Once upon a time search engines looked at words. Over the years the movement has been towards concepts. Yes, indeed, the words on the page do come into play, but more often than not, it is more about identifying the concepts of a page or a website. This helps them better deliver results in a commonly more personalized world.
How Search Engines Rank Web Pages
Search engines are extraordinarily complicated. Basically, search engines exist to connect users with information. There is an amazingly huge amount of information out there on the Web, with more being added every single day. How do search engines connect this vast array of information with users who are looking for something in a meaningful way? It's a complex process involving a wide variety of factors, and this process evolves as technology - and the way we use search engines - changes over time.
We've all used search engines, without giving much thought to what's going on behind the scenes as we see our results retrieved within a matter of milliseconds.
The goal of this article is to give you a sense of the core concepts used in modern search. This is not a guide to Google. Nor Bing. It is a starting point to better understand the landscape so that you might venture out to discover more.
While this journey is more about the elements of ranking a page or a site, one really can’t get to that point without the page actually being found. The two obvious elements are;
Crawling: The ability for the search engine to get around the site
Indexing: Actually getting pages into the search engine’s index.
Search engines do this by analyzing words and other content on web pages, placing special emphasis on words that appear on specific locations on the web page: the title, headlines, image attributes, overall content emphasis, outbound and inbound links, etc.
Every search engine can offer a drastically different experience to the user, and there are major differences depending on where you’re located geographically.Forexample, search engines that are in both English and German-speaking countries offer both English and German language descriptions of search results.
These days most of this can be handled by automated tools provided by the major search engines. At least to let them know you exist.
What’s not quite as evident is the level and depth of the crawling and indexation given to a website.
Understanding Signals How Do Search Engines Process Searches?
Please note: search engines are not simple. They include incredibly detailed processes and methodologies, and are updated all the time. This is a bare bones look at how search engines work to retrieve your search results.
All search engines go by this basic process when conducting search processes, but because there are differences in search engines, there are bound to be different results depending on which engine you use.
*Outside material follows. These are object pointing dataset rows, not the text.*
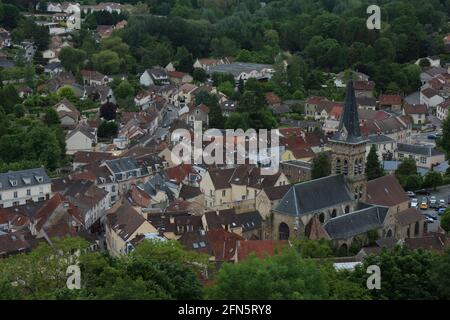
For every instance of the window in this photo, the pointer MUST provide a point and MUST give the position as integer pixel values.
(338, 166)
(345, 169)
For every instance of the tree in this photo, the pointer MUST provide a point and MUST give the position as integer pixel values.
(445, 220)
(321, 166)
(107, 129)
(373, 165)
(283, 276)
(72, 59)
(199, 75)
(433, 179)
(124, 90)
(106, 61)
(108, 111)
(405, 274)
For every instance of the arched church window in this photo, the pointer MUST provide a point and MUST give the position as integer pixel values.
(338, 166)
(345, 169)
(334, 213)
(322, 217)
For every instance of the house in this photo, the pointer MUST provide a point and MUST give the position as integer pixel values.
(68, 114)
(53, 68)
(384, 145)
(154, 76)
(81, 158)
(178, 77)
(228, 107)
(207, 63)
(91, 201)
(5, 38)
(364, 88)
(341, 78)
(102, 178)
(434, 61)
(442, 110)
(260, 248)
(386, 191)
(92, 78)
(99, 93)
(252, 225)
(82, 138)
(123, 225)
(366, 103)
(244, 71)
(126, 172)
(430, 97)
(14, 243)
(390, 101)
(418, 113)
(425, 156)
(198, 113)
(24, 186)
(431, 73)
(236, 187)
(105, 31)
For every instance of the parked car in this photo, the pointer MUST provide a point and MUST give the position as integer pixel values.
(433, 202)
(424, 205)
(431, 215)
(426, 192)
(410, 194)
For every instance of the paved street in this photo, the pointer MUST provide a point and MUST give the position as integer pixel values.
(441, 193)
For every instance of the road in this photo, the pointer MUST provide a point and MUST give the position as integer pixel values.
(422, 138)
(441, 193)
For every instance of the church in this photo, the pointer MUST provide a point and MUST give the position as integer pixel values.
(337, 207)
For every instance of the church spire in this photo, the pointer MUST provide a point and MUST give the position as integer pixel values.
(349, 126)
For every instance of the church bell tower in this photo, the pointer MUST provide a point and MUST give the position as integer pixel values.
(349, 148)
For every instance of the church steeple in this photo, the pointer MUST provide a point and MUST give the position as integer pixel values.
(348, 147)
(348, 130)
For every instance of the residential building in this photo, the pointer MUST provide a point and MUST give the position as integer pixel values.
(24, 186)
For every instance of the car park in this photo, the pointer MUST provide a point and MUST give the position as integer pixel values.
(410, 194)
(433, 202)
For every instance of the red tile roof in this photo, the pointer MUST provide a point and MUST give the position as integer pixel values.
(390, 100)
(261, 248)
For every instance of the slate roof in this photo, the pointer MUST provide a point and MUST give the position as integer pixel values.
(385, 191)
(125, 221)
(421, 150)
(250, 220)
(315, 195)
(23, 178)
(349, 130)
(238, 67)
(409, 216)
(355, 223)
(122, 164)
(379, 139)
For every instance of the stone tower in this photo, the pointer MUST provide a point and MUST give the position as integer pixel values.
(349, 148)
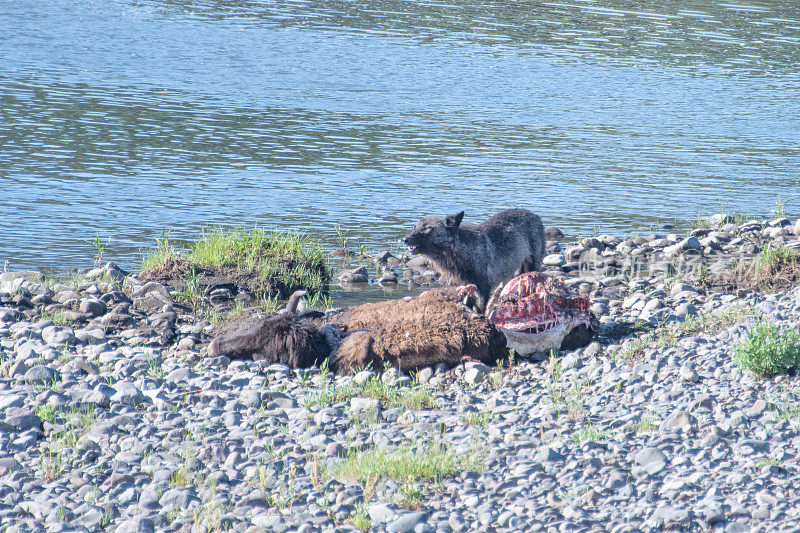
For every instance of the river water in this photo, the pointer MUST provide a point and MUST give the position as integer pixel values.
(120, 119)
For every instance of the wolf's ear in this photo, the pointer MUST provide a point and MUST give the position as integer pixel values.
(453, 221)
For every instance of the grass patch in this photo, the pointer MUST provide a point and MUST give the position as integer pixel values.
(769, 349)
(589, 433)
(274, 263)
(481, 419)
(59, 318)
(670, 334)
(408, 462)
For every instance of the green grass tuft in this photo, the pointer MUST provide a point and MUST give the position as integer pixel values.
(769, 350)
(670, 334)
(282, 262)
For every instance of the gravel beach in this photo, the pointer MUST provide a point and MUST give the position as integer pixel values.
(113, 419)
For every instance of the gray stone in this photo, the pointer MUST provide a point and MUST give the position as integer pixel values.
(649, 455)
(687, 373)
(136, 525)
(128, 394)
(380, 513)
(180, 498)
(93, 307)
(546, 454)
(58, 336)
(552, 233)
(22, 419)
(407, 522)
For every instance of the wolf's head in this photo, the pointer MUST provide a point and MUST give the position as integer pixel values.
(432, 234)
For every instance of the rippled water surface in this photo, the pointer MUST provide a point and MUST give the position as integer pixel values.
(123, 118)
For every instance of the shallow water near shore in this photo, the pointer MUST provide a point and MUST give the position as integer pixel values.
(121, 119)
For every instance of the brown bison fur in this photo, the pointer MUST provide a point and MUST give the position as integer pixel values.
(432, 328)
(283, 338)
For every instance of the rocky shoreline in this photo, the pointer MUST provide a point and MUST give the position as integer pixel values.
(113, 418)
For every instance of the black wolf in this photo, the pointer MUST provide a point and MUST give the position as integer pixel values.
(491, 253)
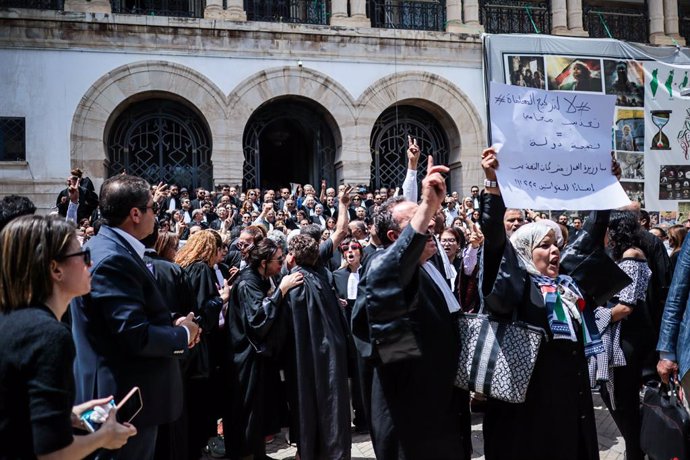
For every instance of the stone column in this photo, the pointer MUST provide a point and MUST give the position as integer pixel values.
(575, 20)
(84, 6)
(214, 9)
(339, 13)
(559, 18)
(656, 22)
(671, 21)
(235, 11)
(454, 13)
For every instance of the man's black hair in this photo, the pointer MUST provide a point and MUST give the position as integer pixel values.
(383, 219)
(119, 195)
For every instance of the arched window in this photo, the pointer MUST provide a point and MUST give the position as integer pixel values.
(288, 140)
(161, 140)
(389, 144)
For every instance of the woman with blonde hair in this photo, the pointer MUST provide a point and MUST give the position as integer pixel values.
(203, 250)
(42, 267)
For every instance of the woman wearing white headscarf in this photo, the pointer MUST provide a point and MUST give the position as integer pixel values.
(557, 418)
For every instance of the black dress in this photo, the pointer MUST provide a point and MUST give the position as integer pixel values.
(204, 409)
(557, 418)
(317, 343)
(36, 383)
(255, 328)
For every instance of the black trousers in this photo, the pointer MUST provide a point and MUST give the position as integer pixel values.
(626, 387)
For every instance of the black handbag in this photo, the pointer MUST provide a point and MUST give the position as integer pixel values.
(497, 358)
(665, 424)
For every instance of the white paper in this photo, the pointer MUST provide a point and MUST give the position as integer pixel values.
(556, 149)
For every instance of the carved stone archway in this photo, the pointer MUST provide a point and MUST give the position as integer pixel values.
(108, 96)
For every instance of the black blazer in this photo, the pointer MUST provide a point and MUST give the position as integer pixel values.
(124, 335)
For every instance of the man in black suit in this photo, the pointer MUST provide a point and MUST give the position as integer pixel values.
(123, 330)
(87, 200)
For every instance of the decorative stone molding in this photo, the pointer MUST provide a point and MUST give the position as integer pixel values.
(274, 83)
(109, 95)
(351, 120)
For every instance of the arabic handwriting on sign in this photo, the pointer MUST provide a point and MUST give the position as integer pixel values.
(543, 104)
(575, 106)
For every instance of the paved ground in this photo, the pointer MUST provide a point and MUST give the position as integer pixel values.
(611, 445)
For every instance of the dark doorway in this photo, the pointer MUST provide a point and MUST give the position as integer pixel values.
(288, 140)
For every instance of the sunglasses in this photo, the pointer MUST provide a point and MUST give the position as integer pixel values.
(86, 254)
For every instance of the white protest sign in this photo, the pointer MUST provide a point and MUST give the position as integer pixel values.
(556, 149)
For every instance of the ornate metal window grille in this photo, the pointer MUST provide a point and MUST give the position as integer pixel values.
(309, 119)
(291, 11)
(623, 23)
(34, 4)
(12, 139)
(389, 144)
(684, 22)
(510, 17)
(161, 140)
(403, 14)
(177, 8)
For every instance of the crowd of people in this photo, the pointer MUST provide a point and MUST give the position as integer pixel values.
(324, 311)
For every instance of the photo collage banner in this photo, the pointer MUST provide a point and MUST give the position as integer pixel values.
(651, 126)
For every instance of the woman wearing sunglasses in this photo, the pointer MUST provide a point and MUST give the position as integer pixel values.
(254, 314)
(42, 267)
(345, 281)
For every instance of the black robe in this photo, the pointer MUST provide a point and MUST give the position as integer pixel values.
(172, 439)
(401, 323)
(255, 330)
(202, 372)
(557, 418)
(318, 368)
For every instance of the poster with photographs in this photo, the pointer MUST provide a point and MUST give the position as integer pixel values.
(674, 182)
(668, 218)
(632, 165)
(625, 80)
(683, 210)
(629, 130)
(525, 71)
(634, 190)
(574, 74)
(667, 135)
(654, 218)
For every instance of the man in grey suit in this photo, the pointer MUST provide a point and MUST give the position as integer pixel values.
(123, 329)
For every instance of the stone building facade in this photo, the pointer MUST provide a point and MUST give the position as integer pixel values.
(222, 100)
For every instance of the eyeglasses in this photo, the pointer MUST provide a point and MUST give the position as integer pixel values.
(86, 254)
(155, 207)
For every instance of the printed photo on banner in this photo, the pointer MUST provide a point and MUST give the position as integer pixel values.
(625, 80)
(527, 71)
(634, 190)
(632, 165)
(629, 131)
(683, 210)
(674, 182)
(574, 74)
(667, 218)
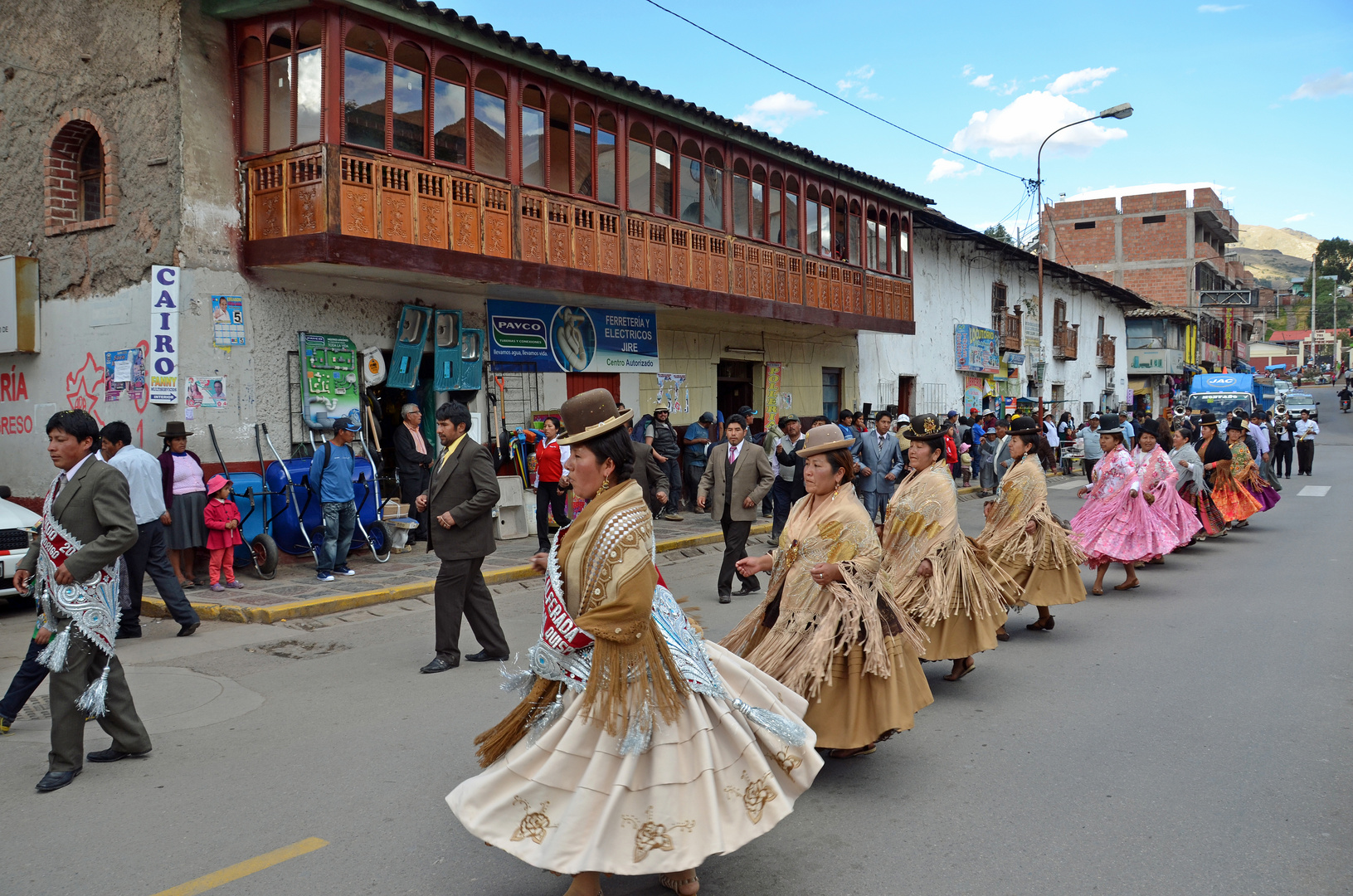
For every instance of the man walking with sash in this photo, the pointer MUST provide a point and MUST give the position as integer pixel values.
(87, 525)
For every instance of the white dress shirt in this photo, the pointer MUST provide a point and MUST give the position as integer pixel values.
(144, 480)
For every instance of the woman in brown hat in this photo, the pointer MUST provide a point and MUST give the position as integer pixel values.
(639, 747)
(825, 630)
(186, 501)
(1024, 540)
(931, 569)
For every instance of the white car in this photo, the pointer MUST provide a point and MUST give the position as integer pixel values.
(17, 523)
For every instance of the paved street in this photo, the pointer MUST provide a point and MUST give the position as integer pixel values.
(1190, 737)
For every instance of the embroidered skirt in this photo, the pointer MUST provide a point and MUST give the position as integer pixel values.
(711, 782)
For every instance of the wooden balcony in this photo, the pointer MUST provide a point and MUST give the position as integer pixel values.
(1104, 352)
(344, 192)
(1065, 338)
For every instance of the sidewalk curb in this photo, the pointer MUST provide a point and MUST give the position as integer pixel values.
(156, 608)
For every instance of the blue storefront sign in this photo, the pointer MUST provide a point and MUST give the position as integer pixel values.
(572, 338)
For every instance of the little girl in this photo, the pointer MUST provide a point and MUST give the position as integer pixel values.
(222, 519)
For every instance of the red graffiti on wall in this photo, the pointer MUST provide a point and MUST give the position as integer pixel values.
(84, 387)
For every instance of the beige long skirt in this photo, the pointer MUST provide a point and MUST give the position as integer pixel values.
(854, 709)
(711, 782)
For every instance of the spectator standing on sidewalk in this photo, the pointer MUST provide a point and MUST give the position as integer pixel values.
(662, 436)
(330, 478)
(145, 480)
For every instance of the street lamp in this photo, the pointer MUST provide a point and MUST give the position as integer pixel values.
(1122, 110)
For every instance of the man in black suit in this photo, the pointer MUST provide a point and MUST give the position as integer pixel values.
(460, 499)
(413, 463)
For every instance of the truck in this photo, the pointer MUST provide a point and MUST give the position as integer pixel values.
(1224, 392)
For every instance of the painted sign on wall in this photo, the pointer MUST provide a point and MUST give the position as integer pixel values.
(164, 334)
(570, 338)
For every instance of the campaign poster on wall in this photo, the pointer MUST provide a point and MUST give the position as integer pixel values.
(567, 338)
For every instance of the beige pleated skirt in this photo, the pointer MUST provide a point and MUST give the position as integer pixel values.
(711, 782)
(855, 709)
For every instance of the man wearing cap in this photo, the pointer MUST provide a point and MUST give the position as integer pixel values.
(413, 462)
(737, 478)
(696, 452)
(330, 478)
(667, 454)
(878, 459)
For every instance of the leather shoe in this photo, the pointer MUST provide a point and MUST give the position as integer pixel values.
(56, 780)
(113, 754)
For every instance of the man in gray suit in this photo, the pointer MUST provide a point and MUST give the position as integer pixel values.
(879, 463)
(461, 497)
(91, 504)
(737, 478)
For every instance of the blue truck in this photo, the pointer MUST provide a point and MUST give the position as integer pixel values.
(1224, 392)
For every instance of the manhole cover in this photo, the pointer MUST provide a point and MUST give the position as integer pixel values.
(298, 649)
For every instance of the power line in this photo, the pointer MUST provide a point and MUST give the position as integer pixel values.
(835, 96)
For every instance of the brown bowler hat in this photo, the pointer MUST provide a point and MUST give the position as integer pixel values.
(590, 415)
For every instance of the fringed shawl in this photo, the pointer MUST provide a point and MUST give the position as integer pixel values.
(1023, 497)
(801, 626)
(923, 525)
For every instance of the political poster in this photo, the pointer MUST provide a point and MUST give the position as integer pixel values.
(567, 338)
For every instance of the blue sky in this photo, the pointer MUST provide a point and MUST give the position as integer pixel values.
(1256, 98)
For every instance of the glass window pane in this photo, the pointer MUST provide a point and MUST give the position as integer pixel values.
(308, 95)
(713, 197)
(773, 222)
(532, 147)
(364, 99)
(409, 111)
(279, 103)
(251, 109)
(742, 199)
(582, 158)
(664, 182)
(606, 167)
(490, 134)
(448, 124)
(640, 160)
(689, 190)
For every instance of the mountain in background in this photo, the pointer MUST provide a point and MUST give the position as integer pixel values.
(1275, 255)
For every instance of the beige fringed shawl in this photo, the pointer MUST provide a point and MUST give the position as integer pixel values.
(800, 626)
(922, 524)
(1023, 497)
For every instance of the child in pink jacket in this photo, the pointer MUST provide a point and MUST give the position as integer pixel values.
(222, 519)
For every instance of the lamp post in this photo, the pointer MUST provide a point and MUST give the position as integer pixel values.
(1122, 110)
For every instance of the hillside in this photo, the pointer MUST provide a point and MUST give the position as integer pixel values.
(1273, 255)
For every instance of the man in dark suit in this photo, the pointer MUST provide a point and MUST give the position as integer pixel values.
(737, 478)
(460, 499)
(413, 463)
(92, 504)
First things first: signals. It is strangely a commonly bandied about term in the world of SEO.
Google has fairly consistently spoken of having more than 200 major ranking signals that are evaluated that, in turn, might have up to 10,000 variations or sub-signals. RankBrain is one of the “hundreds” of signals that go into an algorithm that determines what results appear on a Google search page and where they are ranked, Corrado said.
A search engine can use signals for many things including categorization, geo-localization, behavioral, demographic, and more. Not just for ranking purposes. Some might be used as signals of quality (task completion) while others used in display elements in the search results.
Where things get interesting are the various page-level signals and site-wide signals. How a search engines “views” your site on the web. In the strictest understanding of “ranking factors”, these might not always be considered, but indeed are important concepts.
Internal link ratios
Page Level Signals:
Classifications (and Localization)
Authority/trust (external links)
Linguistic indicators (language and nuances)
Prominence factors (bold, headings, italics, lists, etc.)
Link related signals
Trust elements (known by the company you keep)
Entity/Authority; citations, co-citation, etc.
Social graph signals
Spam signals (that might incur dampening)
Semantic relevance (of the other signals)
Please do bear in mind, ‘link related’ doesn’t mean PageRank. Links can send a variety of signals, methods like PageRank, being just one.
While we’ll avoid the specifics, you can get a sense that there are a variety of signals a search engine might use to understand what a site and/or a web page is about. And of course what types of elements might be used in scoring search results.
Next stop in our journey is to start understanding some of the various classifications, categorizations, relations, and correlations that a search engine might employ. These days we tend to think of them as “graphs”.
Some of these include;
Link graph: Most commonly known one to SEO professionals, all the links to sites that determine relevance, authority, and trust.
Social graph: Connections, topicality, behavioural data, etc.
Entity graph: People, places, things, events, etc. (named entities).
Knowledge graph: Information related to entities.
Term and taxonomy graphs.
Where this can play into rankings is that Google categorizes the relations and can score and re-rank web pages through these graph relations. Consider things such as co-citation, topical link graphs, social associations toward authority, and much more.